Autor: Jeremy J Frens, Erin Deja
Rok vydání: 2019
Předmět:
Zdroj: Open Forum Infectious Diseases
ISSN: 2328-8957
Popis: Background Sepsis mortality is greatly affected by the timely receipt of appropriate antibiotics. FilmArray Blood Culture Identification (BCID) is used at Cone Health to identify organisms in blood cultures within one to 2 hours after growth detected. The Cone Health antimicrobial stewardship (AMS) team has created treatment recommendations for each organism and resistance mechanism identifiable by BCID. Results and antibiotic recommendations are communicated in real time to providers by clinical pharmacists. The purpose of this evaluation was to validate the adequacy of antibiotics recommended by the BCID treatment algorithm for Gram-negative rods (GNR); assess proper implementation of the BCID notification procedure; and evaluate its effect on AMS. Methods Patients with GNR BCID results in January and April 2018 were retrospectively identified. Information collected for each patient included: demographics, location, organism, admission antibiotics, pharmacist compliance with BCID procedure, recommendation acceptance rate, organism susceptibility, changes to antibiotics post-BCID and final cultures, extended-spectrum β-lactamase (ESBL) incidence, length of antibiotic therapy, and patient outcome.
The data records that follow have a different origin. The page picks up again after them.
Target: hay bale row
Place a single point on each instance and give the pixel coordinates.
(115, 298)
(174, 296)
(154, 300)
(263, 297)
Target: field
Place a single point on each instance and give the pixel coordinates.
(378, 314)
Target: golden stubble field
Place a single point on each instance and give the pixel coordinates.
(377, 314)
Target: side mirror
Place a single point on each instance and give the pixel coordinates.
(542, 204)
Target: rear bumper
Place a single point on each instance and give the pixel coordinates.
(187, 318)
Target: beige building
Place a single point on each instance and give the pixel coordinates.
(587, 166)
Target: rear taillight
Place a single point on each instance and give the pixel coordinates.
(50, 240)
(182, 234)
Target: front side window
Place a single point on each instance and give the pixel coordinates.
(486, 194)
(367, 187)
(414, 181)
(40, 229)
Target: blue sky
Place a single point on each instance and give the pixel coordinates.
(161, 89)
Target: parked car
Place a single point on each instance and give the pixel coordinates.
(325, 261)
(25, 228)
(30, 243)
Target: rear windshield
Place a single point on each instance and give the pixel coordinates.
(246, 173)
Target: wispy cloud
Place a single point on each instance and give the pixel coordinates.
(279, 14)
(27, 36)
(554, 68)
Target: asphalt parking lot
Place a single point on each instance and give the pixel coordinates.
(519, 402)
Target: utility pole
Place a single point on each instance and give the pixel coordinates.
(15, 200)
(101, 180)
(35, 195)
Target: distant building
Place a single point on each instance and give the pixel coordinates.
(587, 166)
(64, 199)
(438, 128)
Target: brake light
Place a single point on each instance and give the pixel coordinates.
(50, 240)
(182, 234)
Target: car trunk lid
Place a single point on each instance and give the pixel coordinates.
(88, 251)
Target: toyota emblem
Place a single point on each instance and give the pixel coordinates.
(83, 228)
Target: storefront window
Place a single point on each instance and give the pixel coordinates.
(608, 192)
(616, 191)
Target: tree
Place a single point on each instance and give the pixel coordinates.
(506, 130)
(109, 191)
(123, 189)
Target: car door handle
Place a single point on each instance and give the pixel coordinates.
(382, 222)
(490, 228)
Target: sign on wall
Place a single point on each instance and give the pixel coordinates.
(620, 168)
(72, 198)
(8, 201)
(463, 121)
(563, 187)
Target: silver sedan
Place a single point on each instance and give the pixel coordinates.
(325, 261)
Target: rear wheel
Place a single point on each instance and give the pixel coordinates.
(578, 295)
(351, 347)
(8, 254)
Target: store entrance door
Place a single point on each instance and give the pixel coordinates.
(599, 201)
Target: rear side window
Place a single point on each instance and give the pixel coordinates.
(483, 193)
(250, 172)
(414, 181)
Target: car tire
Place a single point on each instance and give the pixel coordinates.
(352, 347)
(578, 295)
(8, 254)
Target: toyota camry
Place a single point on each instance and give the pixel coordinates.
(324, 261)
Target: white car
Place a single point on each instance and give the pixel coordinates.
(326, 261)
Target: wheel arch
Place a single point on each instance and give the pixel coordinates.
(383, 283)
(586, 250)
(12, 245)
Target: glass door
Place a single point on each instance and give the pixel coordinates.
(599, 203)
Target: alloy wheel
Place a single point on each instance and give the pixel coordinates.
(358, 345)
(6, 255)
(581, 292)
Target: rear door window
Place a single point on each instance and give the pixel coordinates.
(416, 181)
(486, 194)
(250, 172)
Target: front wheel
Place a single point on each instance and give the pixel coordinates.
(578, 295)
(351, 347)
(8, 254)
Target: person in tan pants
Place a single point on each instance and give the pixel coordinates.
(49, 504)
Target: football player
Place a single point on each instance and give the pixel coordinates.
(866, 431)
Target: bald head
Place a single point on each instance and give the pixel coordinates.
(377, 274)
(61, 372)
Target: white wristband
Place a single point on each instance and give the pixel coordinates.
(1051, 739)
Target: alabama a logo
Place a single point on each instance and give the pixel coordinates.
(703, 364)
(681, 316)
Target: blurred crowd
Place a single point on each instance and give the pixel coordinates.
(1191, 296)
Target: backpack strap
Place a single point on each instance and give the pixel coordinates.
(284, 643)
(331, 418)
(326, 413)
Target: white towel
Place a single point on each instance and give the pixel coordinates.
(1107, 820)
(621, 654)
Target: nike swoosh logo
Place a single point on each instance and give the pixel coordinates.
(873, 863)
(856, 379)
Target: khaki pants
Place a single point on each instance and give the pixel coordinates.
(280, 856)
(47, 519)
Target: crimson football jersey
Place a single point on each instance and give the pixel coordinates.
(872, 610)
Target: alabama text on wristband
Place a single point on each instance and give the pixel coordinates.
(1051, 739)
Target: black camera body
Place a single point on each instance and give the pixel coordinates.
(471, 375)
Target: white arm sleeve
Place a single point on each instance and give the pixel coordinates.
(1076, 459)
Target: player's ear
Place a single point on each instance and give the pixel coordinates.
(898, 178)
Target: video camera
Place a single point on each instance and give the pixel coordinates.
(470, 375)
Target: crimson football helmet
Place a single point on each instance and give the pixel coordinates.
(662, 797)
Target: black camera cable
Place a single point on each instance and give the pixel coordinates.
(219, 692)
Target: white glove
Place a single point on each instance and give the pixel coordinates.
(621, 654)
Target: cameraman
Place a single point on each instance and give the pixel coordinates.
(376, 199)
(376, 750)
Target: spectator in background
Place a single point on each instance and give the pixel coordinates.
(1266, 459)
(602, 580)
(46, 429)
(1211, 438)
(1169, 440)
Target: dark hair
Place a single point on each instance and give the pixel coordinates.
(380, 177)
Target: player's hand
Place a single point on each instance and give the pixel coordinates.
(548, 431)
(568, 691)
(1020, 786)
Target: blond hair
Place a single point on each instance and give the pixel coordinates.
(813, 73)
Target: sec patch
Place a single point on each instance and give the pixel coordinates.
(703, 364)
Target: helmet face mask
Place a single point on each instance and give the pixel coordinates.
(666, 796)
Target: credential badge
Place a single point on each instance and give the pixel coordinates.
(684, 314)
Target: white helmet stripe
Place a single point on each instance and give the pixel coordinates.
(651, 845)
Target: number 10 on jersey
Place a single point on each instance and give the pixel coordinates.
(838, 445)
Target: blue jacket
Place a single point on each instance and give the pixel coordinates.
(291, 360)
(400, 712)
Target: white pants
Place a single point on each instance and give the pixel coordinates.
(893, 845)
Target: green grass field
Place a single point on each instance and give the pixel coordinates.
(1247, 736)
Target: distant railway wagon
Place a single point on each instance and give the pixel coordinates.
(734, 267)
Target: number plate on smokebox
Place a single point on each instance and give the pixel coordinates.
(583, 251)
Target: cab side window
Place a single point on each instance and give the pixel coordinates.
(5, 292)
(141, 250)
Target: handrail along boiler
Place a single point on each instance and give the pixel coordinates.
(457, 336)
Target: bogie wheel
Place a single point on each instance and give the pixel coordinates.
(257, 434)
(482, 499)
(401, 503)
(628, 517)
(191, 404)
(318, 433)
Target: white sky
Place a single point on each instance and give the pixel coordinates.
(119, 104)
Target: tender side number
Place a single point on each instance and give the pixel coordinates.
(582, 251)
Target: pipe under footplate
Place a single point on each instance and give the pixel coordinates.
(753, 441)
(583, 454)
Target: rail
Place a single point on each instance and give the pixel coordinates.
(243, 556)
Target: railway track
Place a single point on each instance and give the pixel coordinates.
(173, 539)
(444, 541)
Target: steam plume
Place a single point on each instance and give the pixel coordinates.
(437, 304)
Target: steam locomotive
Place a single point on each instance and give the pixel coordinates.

Results A total of 101 patients were evaluated. The BCID treatment algorithm recommendations covered 97% of identified organisms (Figures 1–4). Resistant isolates were ESBL producers. Pharmacist antibiotic recommendations matched the treatment algorithm 66% of the time. Providers accepted 90% of pharmacist recommendations. Twenty-two percent of antibiotics were not de-escalated after BCID results without identifiable reason. Conclusion The BCID treatment algorithm provided adequate coverage for nearly all identified organisms, except ESBLs. However, patients with ESBL organisms all survived to hospital discharge. Pharmacists are following the BCID protocol in a majority of cases. One-third of recommendations deviated from the algorithm but only 17% did not have documented reasoning. Providers are very receptive to pharmacist input, with only 8% of recommendations rejected without documented reasoning. Finally, nearly a quarter of empiric antibiotics were not de-escalated despite organism identification, which represents opportunity for improvement. Disclosures All authors: No reported disclosures.